The benefits are that:
Settlements reached through LRA conciliation are legally binding. You'll sign a formal agreement and once you've agreed it – even verbally – there's no going back on it. If you or your employer break the agreement, they could sue you, or you could sue them. For more information on conciliation services, see thewebsite.
Another form of legally binding settlement is a 'compromise agreement'. These agreements are used where LRA isn't involved. There are strict requirements on a compromise agreement – putting it down in writing and signing it isn't enough.
The compromise agreement must relate to your claim and you must have taken specialist advice from an independent legal adviser. The adviser must also have insurance or professional indemnity cover for any claim which you might have against them for their employment advice. The agreement must name the adviser, but doesn't have to be signed by them.
Conciliation agreements and compromise agreements are legally binding. In both cases, once you've reached agreement, you'll no longer be able to pursue your tribunal claim. It is always up to you whether you accept a settlement. Your employer may sometimes put a lot of pressure on you to accept (for example, they may say that you'll get nothing if you don't accept an offer there and then) but you should remember that you always have the choice. Settling is usually easier than going to a tribunal but the amount you get may be less, and your employer might attach conditions (for example, a confidentiality agreement). If you're not sure whether to accept an offer, consider getting specialist advice.
Arbitration uses an impartial outsider (an arbitrator) to decide between two claims. The arbitrator acts like a judge, making a firm decision on a case. The two sides of the dispute will normally agree in advance whether the arbitrator's decision will be legally binding (so they have to go along with the decision) or not (so they can still decide to go to a court or tribunal).
Arbitration is often used in collective disputes. For example, if a trade union is considering strike action because they simply can't agree with an employer, then they may agree to get an independent arbitrator in (usually from LRA) to look at the situation and make a reasoned decision.
Arbitration can also be used to settle individual disputes. If you and your employer agree to go to an arbitrator, then it may be a quick way of resolving a problem without the stress and expense of an Industrial Tribunal.
Both sides have to agree to go to arbitration. It's faster and less formal than a tribunal. It is also confidential and, unlike tribunal decisions, the outcome is not published anywhere.
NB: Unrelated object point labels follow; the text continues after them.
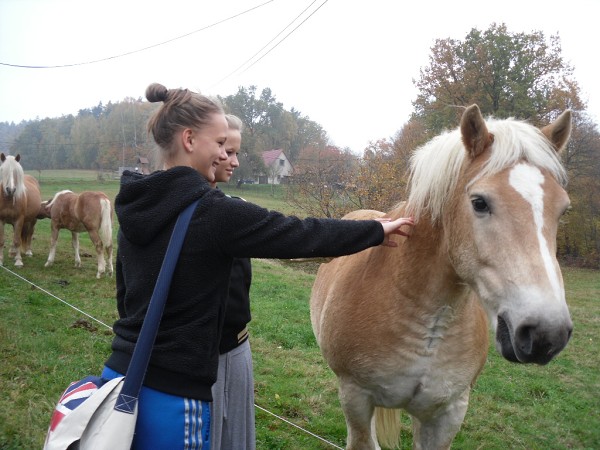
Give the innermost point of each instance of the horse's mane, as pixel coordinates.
(435, 167)
(11, 168)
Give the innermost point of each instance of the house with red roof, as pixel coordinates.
(278, 168)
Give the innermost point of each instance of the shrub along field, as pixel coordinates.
(45, 344)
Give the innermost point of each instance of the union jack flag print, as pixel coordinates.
(75, 395)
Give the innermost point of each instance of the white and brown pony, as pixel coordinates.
(19, 205)
(405, 328)
(89, 211)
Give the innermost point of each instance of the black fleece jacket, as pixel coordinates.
(184, 360)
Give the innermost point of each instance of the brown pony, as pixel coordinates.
(89, 211)
(19, 206)
(405, 328)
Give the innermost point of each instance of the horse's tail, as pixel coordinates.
(105, 231)
(388, 426)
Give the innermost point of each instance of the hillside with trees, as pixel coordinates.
(521, 75)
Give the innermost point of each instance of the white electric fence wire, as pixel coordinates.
(110, 328)
(57, 298)
(300, 428)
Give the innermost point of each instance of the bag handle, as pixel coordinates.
(127, 400)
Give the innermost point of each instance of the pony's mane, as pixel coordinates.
(435, 167)
(11, 168)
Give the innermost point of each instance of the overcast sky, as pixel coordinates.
(347, 64)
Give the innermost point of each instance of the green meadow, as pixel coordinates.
(55, 328)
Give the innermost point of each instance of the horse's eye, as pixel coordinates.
(480, 205)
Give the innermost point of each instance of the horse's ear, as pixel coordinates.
(475, 135)
(559, 131)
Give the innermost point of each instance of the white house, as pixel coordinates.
(278, 168)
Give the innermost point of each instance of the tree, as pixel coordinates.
(506, 74)
(267, 126)
(318, 182)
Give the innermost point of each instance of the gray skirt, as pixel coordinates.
(232, 409)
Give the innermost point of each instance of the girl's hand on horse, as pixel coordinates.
(393, 227)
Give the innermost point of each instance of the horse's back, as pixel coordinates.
(34, 198)
(331, 276)
(89, 208)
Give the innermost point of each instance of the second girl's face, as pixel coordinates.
(208, 146)
(232, 148)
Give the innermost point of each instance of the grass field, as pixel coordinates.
(45, 344)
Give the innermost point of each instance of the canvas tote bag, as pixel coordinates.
(96, 414)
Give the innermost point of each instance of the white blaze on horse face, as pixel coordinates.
(527, 180)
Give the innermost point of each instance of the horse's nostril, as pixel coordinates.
(525, 338)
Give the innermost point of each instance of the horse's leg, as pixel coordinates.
(358, 410)
(95, 238)
(109, 259)
(16, 246)
(1, 242)
(27, 237)
(438, 432)
(53, 241)
(75, 244)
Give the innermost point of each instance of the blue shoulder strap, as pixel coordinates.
(127, 400)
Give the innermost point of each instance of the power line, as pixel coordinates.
(268, 43)
(286, 36)
(139, 50)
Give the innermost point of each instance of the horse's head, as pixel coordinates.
(499, 215)
(11, 176)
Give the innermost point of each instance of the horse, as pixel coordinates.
(89, 211)
(406, 328)
(20, 201)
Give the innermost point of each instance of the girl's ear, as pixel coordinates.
(187, 136)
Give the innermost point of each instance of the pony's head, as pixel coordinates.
(495, 190)
(12, 176)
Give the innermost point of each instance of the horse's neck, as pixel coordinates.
(424, 269)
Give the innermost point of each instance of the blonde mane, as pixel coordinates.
(436, 166)
(12, 175)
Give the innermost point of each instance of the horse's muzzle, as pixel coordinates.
(531, 342)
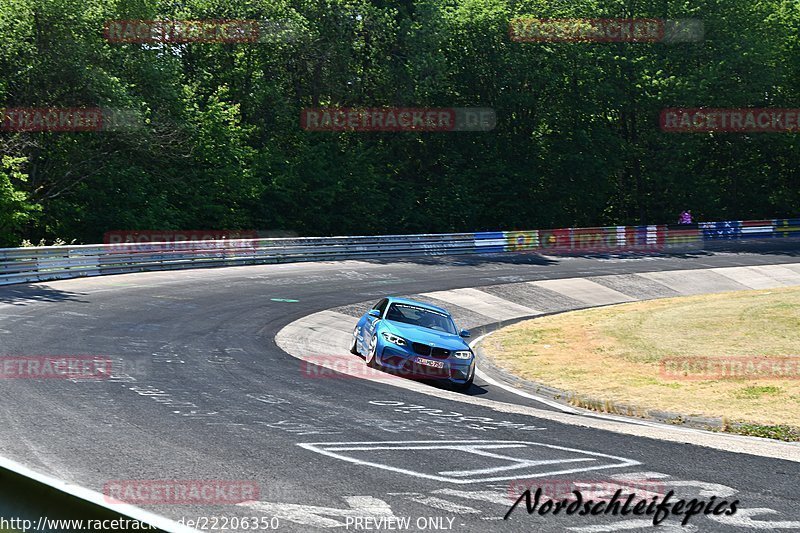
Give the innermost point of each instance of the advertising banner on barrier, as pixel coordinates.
(730, 229)
(517, 241)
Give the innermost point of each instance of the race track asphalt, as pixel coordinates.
(201, 391)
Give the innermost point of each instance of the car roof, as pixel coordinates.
(418, 304)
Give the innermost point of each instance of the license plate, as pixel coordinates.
(428, 362)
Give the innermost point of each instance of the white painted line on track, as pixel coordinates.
(522, 467)
(493, 382)
(484, 303)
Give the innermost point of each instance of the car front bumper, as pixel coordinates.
(403, 362)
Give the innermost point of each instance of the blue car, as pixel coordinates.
(414, 339)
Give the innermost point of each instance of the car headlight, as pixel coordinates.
(394, 339)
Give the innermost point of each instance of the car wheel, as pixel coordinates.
(372, 358)
(354, 345)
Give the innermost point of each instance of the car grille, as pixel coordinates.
(430, 351)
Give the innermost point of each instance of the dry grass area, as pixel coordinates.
(615, 354)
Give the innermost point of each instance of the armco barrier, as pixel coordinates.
(21, 265)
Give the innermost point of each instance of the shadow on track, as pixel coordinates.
(24, 294)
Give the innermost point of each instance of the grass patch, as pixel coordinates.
(614, 355)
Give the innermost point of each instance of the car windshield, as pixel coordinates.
(419, 316)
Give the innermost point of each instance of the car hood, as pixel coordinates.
(426, 336)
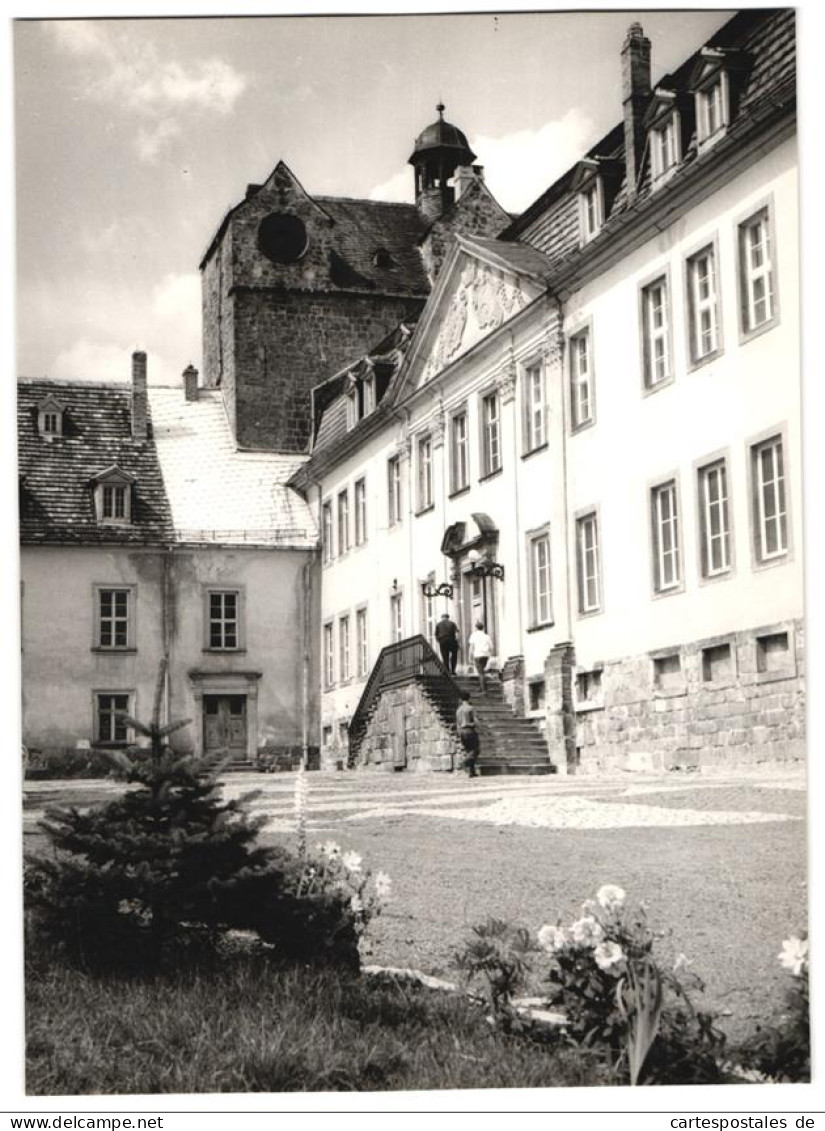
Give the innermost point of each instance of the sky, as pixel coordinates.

The LRA, and some commercial organisations, offer the services of specialist arbitrators.
The LRA arbitration scheme
LRA run a free arbitration scheme that can decide cases that would otherwise go to a tribunal. The arbitrator is able to award legally enforceable remedies in the same way as a tribunal judge.
Both sides must agree to arbitration. You'll have to sign an agreement, having taken advice from LRA or an independent adviser like a lawyer. Once you've signed, your claim can't go to an Industrial Tribunal.
You can pull out of the process after you've signed the agreement, but you can't then go to an Industrial Tribunal. Your employer can't pull out unless you agree. You and your employer can still reach an agreement before the arbitration hearing.